# Makeup & Diet for Piggie



## BigAnt (2/4/15)

I am still a fan of the KUI and what it can possibly become.

I decided to get the metal and paint shops involved to bring out some of its hidden beauty.









*
Lightened and got a carbon bath.*






*Weight comparison from original 209grams down to 115grams*

The job is not complete there is still some graphics to be done to make her pop.


Lightened by machining out the extra metal and shaving it thinner.
Filled the engraving on the door for a flat surface.
Sprayed and dipped in carbon graphic.
Bullet button conversion (will probably go a lower profile).
Custom graphic for front and back to be competed.
No need to hate the KUI just give her some love :hug:

Reactions: Like 7 | Winner 6


----------



## kimbo (2/4/15)

That looks very nice @BigAnt 
I have some plans for mine as well


----------



## Andre (2/4/15)

That looks awesome.


----------



## Silver (2/4/15)

Wow @BigAnt , nearly halving the weight.
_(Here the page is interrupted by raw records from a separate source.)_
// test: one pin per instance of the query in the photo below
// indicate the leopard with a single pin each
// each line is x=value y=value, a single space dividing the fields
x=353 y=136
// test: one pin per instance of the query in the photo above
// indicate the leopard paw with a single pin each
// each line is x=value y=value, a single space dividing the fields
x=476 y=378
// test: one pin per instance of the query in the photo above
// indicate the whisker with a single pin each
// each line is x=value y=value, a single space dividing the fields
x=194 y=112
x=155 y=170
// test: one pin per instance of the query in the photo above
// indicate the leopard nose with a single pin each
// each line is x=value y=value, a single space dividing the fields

Thats something!

Reactions: Agree 1


----------



## Imthiaz Khan (2/4/15)

Wow! Stunning @BigAnt!
Great work on the KUI 
Well done man!


----------



## Marzuq (2/4/15)

Very good looking mod. Excellent workmanship. And seem that diet had paid off too

Reactions: Agree 1


----------



## BigAnt (3/4/15)

Silver said:


> Wow @BigAnt , nearly halving the weight. Thats something!
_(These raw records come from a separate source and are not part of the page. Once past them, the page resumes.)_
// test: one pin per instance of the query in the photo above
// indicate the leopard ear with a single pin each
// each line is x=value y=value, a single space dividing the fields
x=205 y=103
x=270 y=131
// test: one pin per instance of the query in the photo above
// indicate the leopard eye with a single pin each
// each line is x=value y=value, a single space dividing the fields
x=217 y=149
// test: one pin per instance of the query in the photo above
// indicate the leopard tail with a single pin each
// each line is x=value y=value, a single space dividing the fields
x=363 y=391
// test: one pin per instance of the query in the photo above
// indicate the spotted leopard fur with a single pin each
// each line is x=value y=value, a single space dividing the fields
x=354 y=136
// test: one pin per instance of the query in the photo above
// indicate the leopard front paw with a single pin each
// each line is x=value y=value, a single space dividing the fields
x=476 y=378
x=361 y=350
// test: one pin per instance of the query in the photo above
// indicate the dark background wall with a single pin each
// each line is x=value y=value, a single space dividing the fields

They said they could shave off more sides, back and bottom. So I think it could get closer to 100grams.

Reactions: Like 1


----------



## FireFly (3/4/15)

Silver said:


> Wow @BigAnt , nearly halving the weight. Thats something!
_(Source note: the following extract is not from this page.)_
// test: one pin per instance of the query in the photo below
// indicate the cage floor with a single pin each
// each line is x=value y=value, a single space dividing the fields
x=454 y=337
Now if only I could do that with my weight...

Reactions: Like 1 | Funny 4


----------



## ShaneW (3/4/15)

Nicely done @BigAnt. What did you use to fill the engraving on the door?


----------



## Rob Fisher (3/4/15)

Wow @BigAnt that's some awesome work... as a matter of interest are you doing it all yourself or are you outsourcing? How much have you spent on it if I may ask?

Reactions: Like 1


----------



## BigAnt (3/4/15)

FireFly said:


> Now if only I could do that with my weight...


As hard as quitting At least with the Kui the weight doesn't come back


----------



## BigAnt (3/4/15)

ShaneW said:


> Nicely done @BigAnt. What did you use to fill the engraving on the door?


They used body paint filler like what is used at car panel beaters

Reactions: Thanks 1


----------



## BigAnt (3/4/15)

Rob Fisher said:


> Wow @BigAnt that's some awesome work... as a matter of interest are you doing it all yourself or are you outsourcing? How much have you spent on it if I may ask?


Mr Fisher I know where this is going . I called in favors from the guys that do the engineering work on my cars. The dipping is the same story but we usually pay R500 for tappet cover or boost pipe so can only be cheaper.


----------



## Rob Fisher (3/4/15)

BigAnt said:


> Mr Fisher I know where this is going . I called in favors from the guys that do the engineering work on my cars. The dipping is the same story but we usually pay R500 for tappet cover or boost pipe so can only be cheaper.



No I genuinly wanted to know because if you have those skills and contacts you really could do some modding of a real REO with some amazing results!

I'm over the whole KUI exercise... I think everyone knows exactly where I stand on the debacle. I just can't help think what you could have created if you had spent your effort and connections on the real Mcoy!

Reactions: Agree 1


----------



## BigAnt (3/4/15)

Rob Fisher said:


> No I genuinly wanted to know because if you have those skills and contacts you really could do some modding of a real REO with some amazing results!
> 
> I'm over the whole KUI exercise... I think everyone knows exactly where I stand on the debacle. I just can't help think what you could have created if you had spent your effort and connections on the real Mcoy!


 I thought it was gonna be all the extra money could have bought a Reo.
More than happy to help out if you have any ideas for your babies.

Reactions: Like 1


----------



## MurderDoll (3/4/15)

@BigAnt
If you need to have anything dipped again. Let me know. 
When I did my Reo it cost me around r200 to do the whole thing. 
I can send you the contact.

Reactions: Like 1


----------



## BigAnt (3/4/15)

Zodd said:


> @BigAnt
> If you need to have anything dipped again. Let me know.
> When I did my Reo it cost me around r200 to do the whole thing.
> I can send you the contact.


Thanks @Zodd we normally get the engine cover and boost pipes done and that's normally around R500. I never asked him for price on this job but R200 is what I am guessing.

Reactions: Like 1


----------



## WHITELABEL (3/4/15)

You have to hold it in your hand to really appreciate it. It really is a thing of beauty. Amazing transformation. It just feels and looks like quality now.

Reactions: Like 1 | Thanks 1


----------